WASHINGTON (CN) — A D.C. Circuit panel on Tuesday froze a federal judge’s order blocking President Donald Trump’s effort to widely bar transgender people from serving in the military, finding the judge afforded “insufficient deference” to Secretary of Defense Pete Hegseth’s judgment.
In a 2-1 decision led by two Trump appointees, the appeals panel stayed U.S. District Judge Ana Reyes’ preliminary injunction, which was based on her analysis that the policy wrongfully targets trans soldiers despite evidence that their service improves military readiness.
U.S. Circuit Judges Gregory Katsas and Neomi Rao ruled that Hegseth’s policy likely did not violate the Constitution’s Equal Protection Clause and does not trigger any form of heightened scrutiny as a result, pointing to the Supreme Court’s recent decision in United States v. Skrmetti.
“In *Skrmetti,*the Supreme Court held that a law prohibiting the use of hormones to treat gender dysphoria in minors ‘classifies on the basis of medical use’ and thus does not discriminate based on either sex or transgender status,” Katsas wrote. “The same reasoning would seem to cover the Hegseth Policy, which classified based on the medical condition of gender dysphoria.”
“Skrmettialso casts significant doubt on the proposition that a classification based on transgender status would trigger heightened scrutiny,” Katsas added.
Hegseth’s Feb. 26 policy — created at Trump’s instruction per his “Prioritizing Military Excellence and Readiness” executive order — would effectively disqualify all trans people from service unless they receive an exception.
Both Trump’s order and Hegseth’s policy focus on concerns that people diagnosed with or who have a history of gender dysphoria are unfit for and unable to meet the rigorous standards necessary for military service.
Reyes, a Joe Biden appointee, had blocked enforcement of the policy on March 18, ruling the mandate was “rushed and reached a preordained result,” wasn’t based on analysis and was undermined by Hegseth and Trump’s public statements referring to it as a total ban.
“The president has the power — indeed the obligation — to ensure military readiness,” Reyes said then. “At times, however, leaders have used concern for military readiness to deny marginalized persons the privilege of serving.

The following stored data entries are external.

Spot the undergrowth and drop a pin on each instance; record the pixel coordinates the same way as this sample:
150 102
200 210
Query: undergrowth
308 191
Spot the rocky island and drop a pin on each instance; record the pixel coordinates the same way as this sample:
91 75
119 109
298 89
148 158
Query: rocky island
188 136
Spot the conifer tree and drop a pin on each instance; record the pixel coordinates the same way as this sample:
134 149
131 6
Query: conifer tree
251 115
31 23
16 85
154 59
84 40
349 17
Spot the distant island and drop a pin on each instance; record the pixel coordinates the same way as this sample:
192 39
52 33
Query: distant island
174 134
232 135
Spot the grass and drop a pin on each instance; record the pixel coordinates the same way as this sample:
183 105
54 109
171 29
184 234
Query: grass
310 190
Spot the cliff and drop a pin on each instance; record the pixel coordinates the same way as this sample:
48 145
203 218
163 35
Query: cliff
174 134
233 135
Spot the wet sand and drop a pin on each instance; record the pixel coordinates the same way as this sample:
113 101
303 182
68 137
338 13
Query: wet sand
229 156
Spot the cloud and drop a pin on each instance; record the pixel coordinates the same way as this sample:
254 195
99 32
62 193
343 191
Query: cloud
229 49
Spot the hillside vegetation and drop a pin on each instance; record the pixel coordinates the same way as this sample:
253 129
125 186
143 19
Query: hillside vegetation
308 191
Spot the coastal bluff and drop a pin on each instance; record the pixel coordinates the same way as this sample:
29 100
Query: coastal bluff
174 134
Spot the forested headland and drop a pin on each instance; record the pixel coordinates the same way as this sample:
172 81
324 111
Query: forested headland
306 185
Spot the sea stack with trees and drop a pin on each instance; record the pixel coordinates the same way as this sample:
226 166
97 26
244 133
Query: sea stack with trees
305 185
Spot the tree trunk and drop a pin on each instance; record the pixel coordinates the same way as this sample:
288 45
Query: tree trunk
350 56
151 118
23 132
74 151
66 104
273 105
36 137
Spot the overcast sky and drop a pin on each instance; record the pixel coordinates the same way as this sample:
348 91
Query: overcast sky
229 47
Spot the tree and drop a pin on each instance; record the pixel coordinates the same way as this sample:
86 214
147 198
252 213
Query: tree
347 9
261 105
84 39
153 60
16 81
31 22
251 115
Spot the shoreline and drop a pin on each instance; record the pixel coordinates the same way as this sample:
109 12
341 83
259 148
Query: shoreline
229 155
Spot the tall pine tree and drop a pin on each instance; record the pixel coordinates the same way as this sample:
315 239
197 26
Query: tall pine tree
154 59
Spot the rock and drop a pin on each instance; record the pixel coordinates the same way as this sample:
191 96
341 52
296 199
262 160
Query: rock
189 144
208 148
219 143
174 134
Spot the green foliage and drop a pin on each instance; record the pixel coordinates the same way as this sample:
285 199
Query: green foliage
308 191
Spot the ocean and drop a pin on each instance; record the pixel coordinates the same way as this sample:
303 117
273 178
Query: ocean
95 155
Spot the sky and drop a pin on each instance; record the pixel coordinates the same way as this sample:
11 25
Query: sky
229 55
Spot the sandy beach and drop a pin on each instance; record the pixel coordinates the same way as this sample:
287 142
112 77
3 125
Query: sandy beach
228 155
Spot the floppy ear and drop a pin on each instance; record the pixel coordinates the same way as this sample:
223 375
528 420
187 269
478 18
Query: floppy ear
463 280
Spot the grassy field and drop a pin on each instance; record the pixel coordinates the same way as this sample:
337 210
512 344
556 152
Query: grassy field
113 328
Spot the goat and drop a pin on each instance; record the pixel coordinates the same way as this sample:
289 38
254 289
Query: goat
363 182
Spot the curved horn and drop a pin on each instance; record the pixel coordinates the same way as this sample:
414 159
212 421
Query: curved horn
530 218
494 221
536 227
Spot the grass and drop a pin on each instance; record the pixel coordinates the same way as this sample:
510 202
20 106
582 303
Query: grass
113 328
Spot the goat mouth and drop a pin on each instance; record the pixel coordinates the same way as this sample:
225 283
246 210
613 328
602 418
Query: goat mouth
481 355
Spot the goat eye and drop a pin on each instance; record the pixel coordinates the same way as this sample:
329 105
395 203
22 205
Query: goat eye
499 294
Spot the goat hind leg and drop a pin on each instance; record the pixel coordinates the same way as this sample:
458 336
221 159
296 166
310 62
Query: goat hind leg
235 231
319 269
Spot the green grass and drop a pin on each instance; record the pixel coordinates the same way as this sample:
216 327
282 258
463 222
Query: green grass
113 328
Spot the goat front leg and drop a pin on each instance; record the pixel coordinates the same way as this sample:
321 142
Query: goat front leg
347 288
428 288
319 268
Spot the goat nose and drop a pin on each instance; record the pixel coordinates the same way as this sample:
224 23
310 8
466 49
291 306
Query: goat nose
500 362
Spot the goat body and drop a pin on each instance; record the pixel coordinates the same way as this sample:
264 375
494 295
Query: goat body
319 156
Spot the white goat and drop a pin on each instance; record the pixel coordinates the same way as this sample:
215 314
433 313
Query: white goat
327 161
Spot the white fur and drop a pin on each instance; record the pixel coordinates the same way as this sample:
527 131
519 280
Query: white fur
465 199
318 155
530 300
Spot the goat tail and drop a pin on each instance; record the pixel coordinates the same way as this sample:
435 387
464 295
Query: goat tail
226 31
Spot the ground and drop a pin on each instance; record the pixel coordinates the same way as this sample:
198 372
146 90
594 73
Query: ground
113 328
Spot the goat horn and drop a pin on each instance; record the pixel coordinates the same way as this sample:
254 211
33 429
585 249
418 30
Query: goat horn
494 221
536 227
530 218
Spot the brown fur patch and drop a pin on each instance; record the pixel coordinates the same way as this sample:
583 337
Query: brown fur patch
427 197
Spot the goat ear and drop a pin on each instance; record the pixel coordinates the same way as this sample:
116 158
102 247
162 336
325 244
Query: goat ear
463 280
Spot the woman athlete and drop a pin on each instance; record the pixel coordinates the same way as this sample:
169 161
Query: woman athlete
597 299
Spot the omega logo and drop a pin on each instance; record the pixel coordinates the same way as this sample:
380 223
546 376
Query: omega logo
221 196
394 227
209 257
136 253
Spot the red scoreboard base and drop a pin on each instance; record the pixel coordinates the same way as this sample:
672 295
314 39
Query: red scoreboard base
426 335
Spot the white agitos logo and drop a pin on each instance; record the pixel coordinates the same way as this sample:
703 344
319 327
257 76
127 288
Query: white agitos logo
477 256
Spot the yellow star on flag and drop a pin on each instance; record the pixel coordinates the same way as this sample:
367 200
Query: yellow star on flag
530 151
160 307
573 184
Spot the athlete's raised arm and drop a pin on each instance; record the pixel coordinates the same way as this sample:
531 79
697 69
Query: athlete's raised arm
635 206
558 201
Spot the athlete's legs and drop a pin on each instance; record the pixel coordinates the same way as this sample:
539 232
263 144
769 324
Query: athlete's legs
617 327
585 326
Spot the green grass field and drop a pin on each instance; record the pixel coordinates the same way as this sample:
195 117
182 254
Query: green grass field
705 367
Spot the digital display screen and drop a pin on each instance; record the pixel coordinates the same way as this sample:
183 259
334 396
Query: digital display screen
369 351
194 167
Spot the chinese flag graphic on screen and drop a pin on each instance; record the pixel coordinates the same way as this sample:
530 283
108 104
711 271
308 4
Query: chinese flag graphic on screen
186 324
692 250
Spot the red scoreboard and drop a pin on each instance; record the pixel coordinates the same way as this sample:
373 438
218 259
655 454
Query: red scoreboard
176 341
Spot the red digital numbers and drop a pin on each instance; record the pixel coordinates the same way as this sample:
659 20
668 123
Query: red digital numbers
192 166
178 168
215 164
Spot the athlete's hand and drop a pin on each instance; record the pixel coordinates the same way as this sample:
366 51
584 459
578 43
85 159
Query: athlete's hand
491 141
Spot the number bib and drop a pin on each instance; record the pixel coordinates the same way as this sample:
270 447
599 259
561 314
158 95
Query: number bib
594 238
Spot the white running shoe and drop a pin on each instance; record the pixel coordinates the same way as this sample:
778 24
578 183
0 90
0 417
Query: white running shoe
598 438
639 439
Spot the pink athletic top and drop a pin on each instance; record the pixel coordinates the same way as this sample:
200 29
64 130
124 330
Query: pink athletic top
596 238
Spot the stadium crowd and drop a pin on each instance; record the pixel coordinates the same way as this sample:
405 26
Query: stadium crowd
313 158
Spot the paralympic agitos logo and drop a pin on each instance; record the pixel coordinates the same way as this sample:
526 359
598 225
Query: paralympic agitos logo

First minorities, then women in combat, then gays filled in that blank.”
The plaintiffs in the case include 14 active duty service members who collectively have served more than 130 years in the military across several branches, served overseas from Afghanistan to Kuwait and have earned over 80 commendations, including a Bronze Star and two Global War on Terrorism Service medals, among others.
Hegseth’s policy effectively restored a 2018 ban — which reversed a 2016 policy allowing trans individuals to serve for the first time — issued by former Defense Secretary James Mattis.
The so-called Mattis policy was based on the “professional military judgment” of “senior uniformed and civilian Defense Department and U.S. Coast Guard leaders,” but was quickly challenged in court.
In 2019, a D.C. Circuit panel sided with the government and dissolved a similar injunction blocking enforcement of the Mattis policy, finding it “plausibly relied upon the considered professional judgment of appropriate military officials and appeared to permit some transgender individuals to serve in the military.”
The decision was effectively upheld by the Supreme Court when it stayed two similar injunctions. The stays remained in place until former President Joe Biden took office and reversed the Mattis policy.
Katsas wrote that, even if Hegseth’s policy triggered some form of heightened scrutiny, “decades of precedent” required the judiciary to “tread carefully when asked to second-guess” considered military judgments.
“And we must do so even in cases involving sex-based or other quasi-suspect classifications,” Katsas wrote, adding that the court had strongly suggested the Mattis plan likely did not violate equal protection.
U.S. Circuit Judge Cornelia Pillard, a Barack Obama appointee, wrote a 27-page dissent, slamming her colleagues for siding with the government despite a lack of evidence the policy “serves any purpose other than the indulgence of animus.”
“The majority’s opinion makes it all but inevitable that thousands of qualified service members will lose careers they have built over decades, drawn up short by a policy that would repay their commitment and service to our nation with detriment and derision,” Pillard wrote.
Pillard agreed that the executive branch is owed deference when making considered military judgments, but said the government had declined every opportunity before both Reyes and the appeals panel to provide any evidence that supported Hegseth’s policy.
“There may well be valid reasons to reexamine and alter military service policies set by previous administrations,” Pillard wrote. “But on this record, one cannot tell.”
“Defendants provide no evidence that they based their new policy on any assessment of costs, benefits or any other factor legitimately bearing on military necessity,” Pillard continued. “Indeed, there is ‘no evidence that [President Trump or Secretary Hegseth] consulted with uniformed military leaders’ before imposing their unprecedented ban on transgender service members. The outcome was determined by animus from the start.”